Graceful Shutdown in Tyk

Last updated:

Introduction

Tyk components implement graceful shutdown mechanisms to ensure data integrity and request completion during restarts or terminations. This feature is valuable during deployments, updates, or when you need to restart your Gateway in production environments. It helps to maintain high availability and reliability during operational changes to your API gateway infrastructure.

Tyk Gateway

Tyk Gateway includes a graceful shutdown mechanism that ensures clean termination while minimizing disruption to active connections and requests.

Configuration

Add the graceful_shutdown_timeout_duration parameter to your Tyk Gateway configuration file (or set the environment variable TYK_GW_GRACEFUL_SHUTDOWN_TIMEOUT_DURATION):

{
  "graceful_shutdown_timeout_duration": 30
}
Parameter Type Description
graceful_shutdown_timeout_duration integer The number of seconds Tyk will wait for existing connections to complete before forcing termination. Default: 30 seconds.

How It Works

Signal Handling

Tyk Gateway listens for standard termination signals:

  • SIGTERM: Sent by container orchestrators like Kubernetes
  • SIGQUIT : Manual quit signal
  • SIGINT : Interrupt signal (Ctrl+C)

Note

Note that Gateway will not shutdown gracefully if it receives a SIGKILL signal, but will stop immediately.

Shutdown Sequence

When a termination signal is received, Tyk:

  • Logs that shutdown has begun
  • Stops accepting new connections
  • Waits for active requests to complete (up to the configured timeout)
  • Cleans up resources (cache stores, analytics, profiling data)
  • Deregisters from the Dashboard (if using DB configurations)
  • Disconnects from MDCB (if deployed in a distributed data plane)
  • Logs completion and exits
    sequenceDiagram
 participant OS as Operating System
 participant Gateway as Tyk Gateway
 participant Connections as Active Connections
 participant Dashboard as Tyk Dashboard
 participant MDCB as MDCB
    
 OS->>Gateway: SIGTERM/SIGINT/SIGQUIT
 Note over Gateway: Begin graceful shutdown
 Gateway->>Gateway: Log shutdown initiation
 Gateway->>Gateway: Stop accepting new connections
    
 par Process existing connections
 Gateway->>Connections: Wait for completion (timeout: configurable)
 and Clean up resources
 Gateway->>Gateway: Prepare to release resources
 end
    
 Note over Gateway: Timeout or connections completed
    
 Gateway->>Gateway: Clean up resources
    
 alt Using Dashboard
 Gateway->>Dashboard: Deregister node
 end
    
 alt Using MDCB
 Gateway->>MDCB: Disconnect
 end
    
 Gateway->>Gateway: Log completion
 Gateway->>OS: Process terminates
  

Best Practices

  • Adjust timeout for your workloads: If your APIs typically handle long-running requests, increase the timeout accordingly.
  • Configure orchestration platforms: When using Kubernetes, ensure pod termination grace periods align with your Tyk graceful shutdown timeout.
  • Monitor shutdown logs: Check for timeout warnings during restarts, which may indicate you need a longer duration.

Advanced Details

If the shutdown process exceeds the configured timeout, Tyk logs a warning and forcibly terminates any remaining connections. This prevents the Gateway from hanging indefinitely if connections don’t close properly.

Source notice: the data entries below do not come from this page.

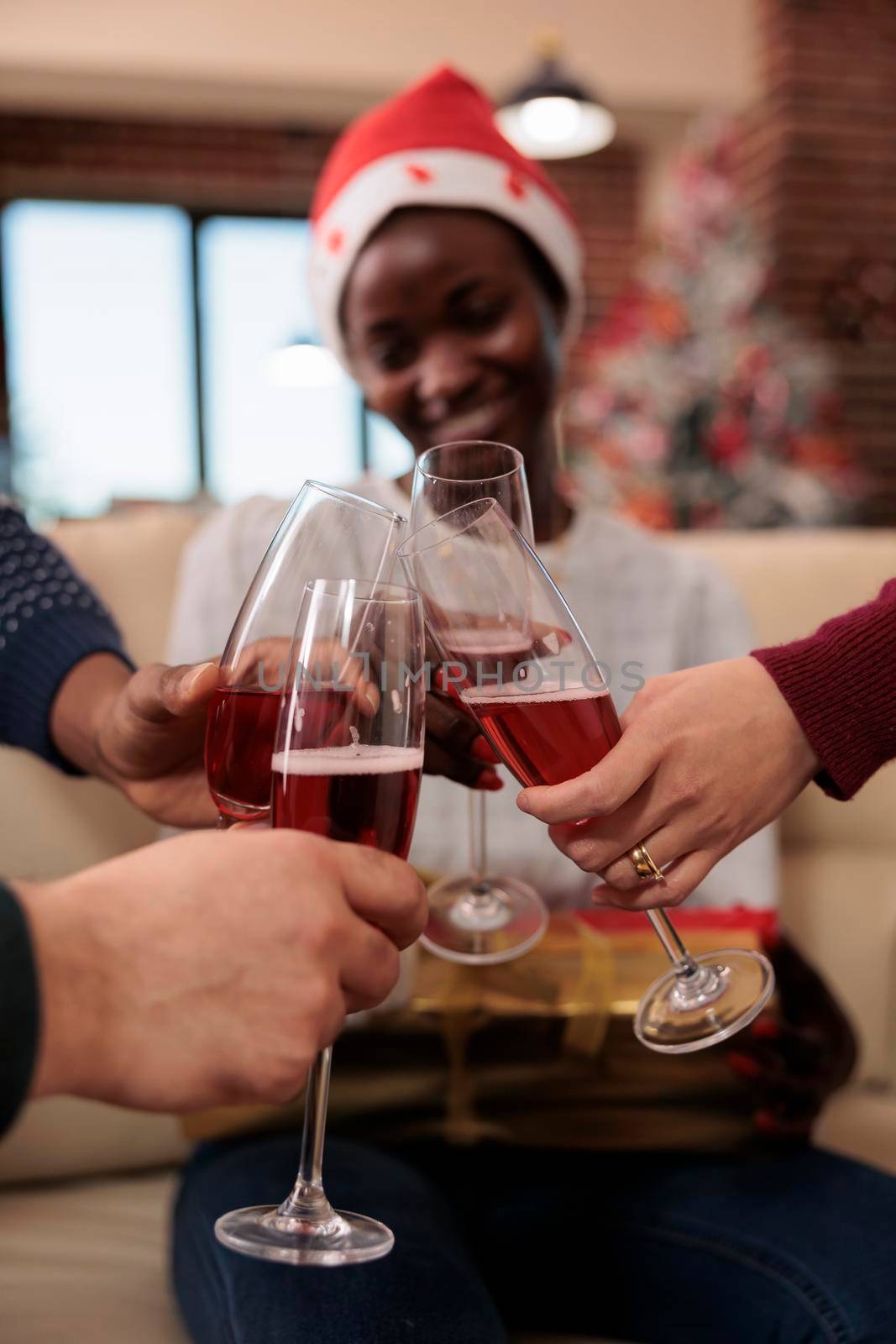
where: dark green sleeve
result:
[0,882,40,1134]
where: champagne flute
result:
[206,481,406,827]
[215,580,426,1265]
[411,439,548,965]
[399,500,775,1053]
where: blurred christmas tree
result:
[567,119,864,528]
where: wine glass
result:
[399,500,775,1053]
[411,439,548,965]
[206,481,406,827]
[215,580,426,1265]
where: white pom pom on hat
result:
[309,66,584,363]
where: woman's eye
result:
[369,340,414,372]
[461,298,509,331]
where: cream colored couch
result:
[0,509,896,1344]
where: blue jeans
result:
[173,1136,896,1344]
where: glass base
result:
[421,876,548,966]
[634,948,775,1055]
[215,1205,395,1265]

The implementation uses Go’s context with timeout to manage the shutdown process, ensuring that resources are properly released even in edge cases.

Tyk Pump

Tyk Pump also includes a graceful shutdown mechanism that ensures clean termination while preserving analytics data integrity. Pump will wait until the current purge cycle completes before flushing the data from all Pumps that have an internal buffer. This feature is particularly important during deployments, updates, or when you need to restart your pump service in production environments.

Configuration

The graceful shutdown behavior in Tyk Pump is primarily controlled by the purge_delay parameter in your Tyk Pump configuration file (or set the environment variable TYK_PMP_PURGEDELAY):

{
  "purge_delay": 10
}
Parameter Type Description
purge_delay integer The number of seconds between each purge loop execution. This also affects the graceful shutdown timing as Tyk Pump will complete the current purge cycle before shutting down. Default: 10 seconds.

How It Works

Signal Handling

Tyk Pump listens for standard termination signals:

  • SIGTERM: Sent by container orchestrators like Kubernetes
  • SIGINT : Interrupt signal (Ctrl+C)

Note

Note that Pump will not shutdown gracefully if it receives a SIGKILL signal, but will stop immediately.

Shutdown Sequence

When a termination signal is received, Tyk Pump:

  • Logs that shutdown has begun
  • Completes the current purge cycle
  • Processes any data already in memory
  • Triggers a final flush operation on all configured pumps
  • Closes all database and storage connections
  • Logs completion and exits
    sequenceDiagram
 participant OS as Operating System
 participant Pump as Tyk Pump
 participant PurgeLoop as Purge Loop
 participant Buffers as In-Memory Buffers
 participant Storage as Storage Systems
    
 OS->>Pump: SIGTERM/SIGINT
 Note over Pump: Begin graceful shutdown
 Pump->>Pump: Log shutdown initiation
    
 alt Purge cycle in progress
 Pump->>PurgeLoop: Wait for current cycle to complete
 PurgeLoop->>Pump: Cycle completed
 end
    
 Pump->>Buffers: Process remaining analytics data
    
 par Flush buffered data
 Pump->>Storage: Flush Storage System buffer
 end
    
 Pump->>Pump: Close all database connections
 Pump->>Pump: Log completion
 Pump->>OS: Process terminates
  

These pumps buffer data in-memory before sending the data to the storage and so will flush out those data before the connection is closed:

  • ElasticSearch
  • dogstatd
  • Influx2

Best Practices

  • Adjust purge_delay for your workloads: A shorter purge delay means more frequent processing but also faster shutdown. For high-volume environments, finding the right balance is important.
  • Configure orchestration platforms: When using Kubernetes, ensure pod termination grace periods are sufficient to allow for at least one complete purge cycle.
  • Monitor shutdown logs: Check for any warnings during restarts that might indicate data processing issues.
  • Consider redundant instances: For high-availability environments, run multiple pump instances to ensure continuous analytics processing.